The Spechler NEJM 2019 trial enrolled 366 patients with heartburn persisting on PPIs and systematically worked up every one before randomizing anyone. The result: only 21% had truly PPI-resistant, reflux-related heartburn. More than one in four had functional heartburn with no reflux relationship. Eleven percent responded to PPI optimization alone before the workup even started. The trial shows that systematic evaluation is not a prerequisite for surgery -- it is the treatment. This final episode covers the trial data, the ACG refractory GERD algorithm, and a full synthesis of all nine episodes into the framework boards are actually testing.

Key Topics

• Spechler et al., NEJM 2019: VA study, 366 patients with heartburn persisting on PPI therapy. Step 1: optimize PPI to omeprazole 20 mg twice daily taken 30 to 60 minutes before breakfast and dinner for two weeks. Result: 42 patients (11.5%) responded to optimized PPI alone, never reaching the formal workup. Step 2: the non-responders underwent endoscopy with biopsies, esophageal manometry, and combined impedance-pH monitoring on PPI therapy. Final distribution: 70 patients (19%) unable or unwilling to complete workup; 54 (15%) excluded for miscellaneous reasons; 21 (6.3%) had non-GERD esophageal disorders; 99 (27%) had functional heartburn (normal acid exposure, negative SAP); and 78 (21%) had truly PPI-resistant reflux-related heartburn. One in five patients. That is the denominator for surgical candidates.
• Randomized comparison in confirmed reflux-related refractory heartburn: 78 patients randomized to three arms. Laparoscopic Nissen fundoplication achieved 67% treatment success (at least 50% improvement in GERD-HRQL at one year). Active medical therapy (omeprazole plus baclofen plus desipramine) achieved 28%. Control medical therapy (omeprazole plus placebo baclofen plus placebo desipramine) achieved 12%. Surgery was significantly superior to both medical arms. For the correctly diagnosed patient, fundoplication works. The implication: if you had operated on all 366 patients without the workup, you would have operated on the 27% with functional heartburn, the 11.5% who just needed proper PPI instructions, and the 6.3% with non-GERD disorders. Systematic evaluation is what makes surgery successful, not surgery itself.

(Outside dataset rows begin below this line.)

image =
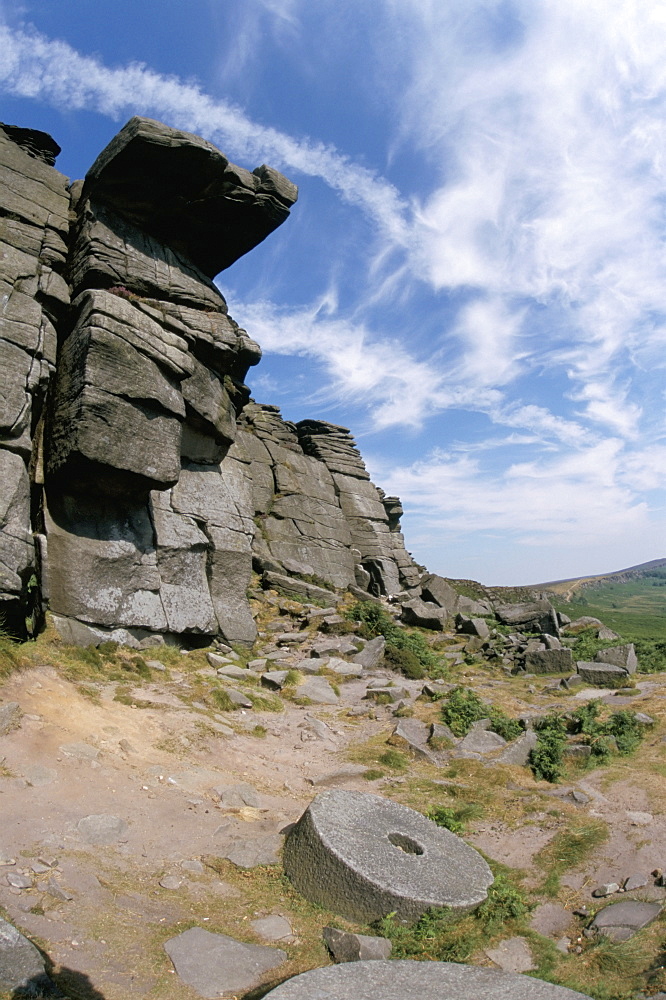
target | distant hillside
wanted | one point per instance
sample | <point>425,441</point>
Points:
<point>567,588</point>
<point>631,601</point>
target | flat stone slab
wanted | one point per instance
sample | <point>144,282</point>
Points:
<point>479,741</point>
<point>602,674</point>
<point>363,856</point>
<point>620,921</point>
<point>318,691</point>
<point>345,946</point>
<point>274,927</point>
<point>80,751</point>
<point>408,980</point>
<point>262,849</point>
<point>102,830</point>
<point>215,965</point>
<point>512,955</point>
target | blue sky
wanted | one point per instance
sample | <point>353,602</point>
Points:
<point>474,277</point>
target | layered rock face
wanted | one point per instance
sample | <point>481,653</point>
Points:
<point>138,480</point>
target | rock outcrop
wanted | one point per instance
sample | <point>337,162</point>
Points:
<point>139,483</point>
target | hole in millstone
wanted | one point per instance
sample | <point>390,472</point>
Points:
<point>405,843</point>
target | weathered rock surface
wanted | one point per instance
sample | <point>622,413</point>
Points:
<point>603,674</point>
<point>364,856</point>
<point>155,481</point>
<point>348,947</point>
<point>548,661</point>
<point>619,656</point>
<point>409,980</point>
<point>620,921</point>
<point>214,964</point>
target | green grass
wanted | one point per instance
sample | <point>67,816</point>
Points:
<point>443,936</point>
<point>455,819</point>
<point>568,850</point>
<point>410,642</point>
<point>463,708</point>
<point>636,609</point>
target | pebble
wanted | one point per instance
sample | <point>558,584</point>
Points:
<point>606,889</point>
<point>192,866</point>
<point>57,891</point>
<point>18,881</point>
<point>171,882</point>
<point>635,882</point>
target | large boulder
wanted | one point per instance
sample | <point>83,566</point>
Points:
<point>183,191</point>
<point>409,980</point>
<point>621,656</point>
<point>364,856</point>
<point>548,661</point>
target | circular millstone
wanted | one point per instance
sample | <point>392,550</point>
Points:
<point>405,980</point>
<point>363,856</point>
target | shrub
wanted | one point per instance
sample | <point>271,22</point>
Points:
<point>626,729</point>
<point>405,661</point>
<point>504,902</point>
<point>546,758</point>
<point>464,707</point>
<point>375,620</point>
<point>453,819</point>
<point>503,725</point>
<point>394,759</point>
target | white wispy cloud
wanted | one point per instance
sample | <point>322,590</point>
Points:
<point>32,65</point>
<point>547,123</point>
<point>567,499</point>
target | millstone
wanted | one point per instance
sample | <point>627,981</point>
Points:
<point>405,980</point>
<point>363,856</point>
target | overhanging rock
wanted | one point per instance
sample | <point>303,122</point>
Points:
<point>364,856</point>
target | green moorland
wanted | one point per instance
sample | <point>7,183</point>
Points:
<point>635,609</point>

• ACG algorithm for refractory GERD: Step 1 -- optimize PPI (correct timing, twice daily, consistent use). Step 2 -- endoscopy. If normal endoscopy and no prior objective GERD confirmation, proceed to ambulatory pH monitoring off PPIs. Step 3 -- if GERD is established and symptoms persist on twice-daily PPI, proceed to combined impedance-pH monitoring on PPIs. For extraesophageal symptoms, antireflux procedures require objective reflux evidence before proceeding.